Traceability and authenticity for physical assets: NFTs can be used to establish the authenticity and provenance of physical assets, such as artwork, jewelry, or luxury goods. By creating a digital artifact corresponding to the physical asset and minting an NFT, it becomes possible to track the ownership and history of the asset on the blockchain. This can help to prevent fraud and ensure that buyers are getting authentic and verified assets. Additionally, any damage to the asset can be recorded in the blockchain, providing a transparent record of its condition.

Zensar’s high-velocity approach to leveraging NFT for clients

Zensar has been leveraging NFT and blockchain technology in multiple engagements with clients, helping them achieve their business objectives through the unique benefits offered by the technology.

Case study: British luxury goods company drives monetization through an NFT implementation.

Our client, renowned for exceptional craftsmanship and timeless designs, is reputed for its fine jewelry, watches, leather goods, silverware, and other luxury items.

We helped our client to drive new monetization opportunities across seven exclusive premium segments by becoming its blockchain technology partner and helped implement an NFT solution critical for achieving the monetization goals.


Factors that were inhibiting the client from capturing further value:

  • Loss in value: The client operates in the luxury items market, where value drops drastically if authenticity cannot be established.

  • Counterfeits: Counterfeit objects could negatively impact the business by diluting the brand's reputation for quality and craftsmanship, potentially reducing sales revenue.

  • Inability to trace ownership: Inability to trace the ownership of luxury items impacts the company's business by increasing the risk of theft, fraud, and counterfeiting.

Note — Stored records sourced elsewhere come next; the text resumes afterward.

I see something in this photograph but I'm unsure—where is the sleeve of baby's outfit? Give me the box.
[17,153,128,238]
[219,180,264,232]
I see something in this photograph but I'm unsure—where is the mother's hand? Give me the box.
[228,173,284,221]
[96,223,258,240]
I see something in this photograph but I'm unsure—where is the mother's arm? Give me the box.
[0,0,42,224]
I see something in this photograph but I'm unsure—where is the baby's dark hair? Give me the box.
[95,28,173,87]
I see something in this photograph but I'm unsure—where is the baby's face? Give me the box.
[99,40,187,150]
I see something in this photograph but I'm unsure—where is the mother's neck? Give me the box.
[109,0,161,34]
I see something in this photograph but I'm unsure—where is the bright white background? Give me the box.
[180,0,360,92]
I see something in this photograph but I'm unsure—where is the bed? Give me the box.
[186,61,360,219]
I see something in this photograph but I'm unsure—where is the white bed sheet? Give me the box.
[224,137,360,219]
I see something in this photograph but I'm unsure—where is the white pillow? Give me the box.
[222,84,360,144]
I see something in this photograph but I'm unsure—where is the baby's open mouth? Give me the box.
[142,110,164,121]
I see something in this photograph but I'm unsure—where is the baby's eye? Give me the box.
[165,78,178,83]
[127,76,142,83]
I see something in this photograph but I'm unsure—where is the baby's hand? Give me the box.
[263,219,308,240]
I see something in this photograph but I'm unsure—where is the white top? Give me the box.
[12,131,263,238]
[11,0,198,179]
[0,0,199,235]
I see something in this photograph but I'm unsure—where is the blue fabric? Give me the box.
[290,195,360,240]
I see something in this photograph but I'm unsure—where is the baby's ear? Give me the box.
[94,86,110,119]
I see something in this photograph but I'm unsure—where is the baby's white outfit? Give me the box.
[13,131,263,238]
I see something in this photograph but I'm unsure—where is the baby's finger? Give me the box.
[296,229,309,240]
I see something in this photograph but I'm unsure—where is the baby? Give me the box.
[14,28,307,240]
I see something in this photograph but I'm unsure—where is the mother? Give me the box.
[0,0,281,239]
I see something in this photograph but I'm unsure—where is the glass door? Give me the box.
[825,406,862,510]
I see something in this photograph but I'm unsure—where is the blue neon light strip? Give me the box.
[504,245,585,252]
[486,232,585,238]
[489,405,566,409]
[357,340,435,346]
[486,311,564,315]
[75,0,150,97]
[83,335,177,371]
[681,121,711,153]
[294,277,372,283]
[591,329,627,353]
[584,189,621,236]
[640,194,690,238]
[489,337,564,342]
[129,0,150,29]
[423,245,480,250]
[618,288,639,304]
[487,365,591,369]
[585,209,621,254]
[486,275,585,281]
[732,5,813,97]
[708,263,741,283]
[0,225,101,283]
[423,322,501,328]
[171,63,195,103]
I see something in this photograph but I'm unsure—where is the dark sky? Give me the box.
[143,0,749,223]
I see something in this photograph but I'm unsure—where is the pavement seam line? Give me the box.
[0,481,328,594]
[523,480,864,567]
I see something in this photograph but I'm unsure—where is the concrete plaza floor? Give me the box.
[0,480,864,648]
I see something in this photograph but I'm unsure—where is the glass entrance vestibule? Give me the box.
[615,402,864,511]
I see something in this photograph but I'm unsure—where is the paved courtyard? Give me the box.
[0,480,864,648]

  • Friction in trade: Even though the client is highly reputed, which enables it to sell premium items, after-market sales are still filled with challenges that indirectly affect the sales.


We Implemented an end-to-end NFT minting solution that:

  • Brought in blockchain to establish authenticity and track ownership with ease. The solution was built on Azure with Agile DevOps for faster deployment of state-of-the-art tech.

  • Is NFT marketplace (OpenSea)-compatible to enable faster aftermarket sales, in turn increasing the sales for the client.

The solution was implemented with Zensar’s High Velocity Enterprise™ (HiVE) model, a multi-speed execution model that delivers disruptive business value with multi-disciplinary teams. To make this solution a reality, multiple virtual PODs were created that covered following engineering disciplines:

  1. ReactJS-based front-end

  2. Blockchain backend

  3. NFT auction business analysis and requirements

  4. Cloud developers, to implement on AWS using S3-based Lambda functions

  5. Mongo Database developers


  1. $5M+ in NFT sales since launch

  2. Participation of 3000+ bidders

  3. 1300+ total trades (drives royalty proceeds)

Zensar’s High Velocity Enterprise™ (HiVE) model delivered the first phase to UAT in five weeks and could move to production in the seventh week after incorporating UAT feedback.

Zensar teams continue to work with the client to lay down the foundation for the client’s enterprise architecture and form a solid bedrock for a high-velocity business.


NFTs have emerged as a promising technology with unique benefits for both physical and digital assets. NFTs provide secure ownership, authenticity, monetization, access to global marketplaces, and traceability for physical assets. Zensar has been at the forefront of leveraging NFTs and blockchain technology to help our clients achieve their business objectives. While there is still a lack of general understanding and technology maturity around NFTs, the standards of NFT implementation are evolving, and the changes in the near term are expected to bring more trust. As with any new technology, caution is advised when delving into the NFT space, but the potential benefits make it worth exploring for tech-savvy business leaders, solution architects, and technology enthusiasts.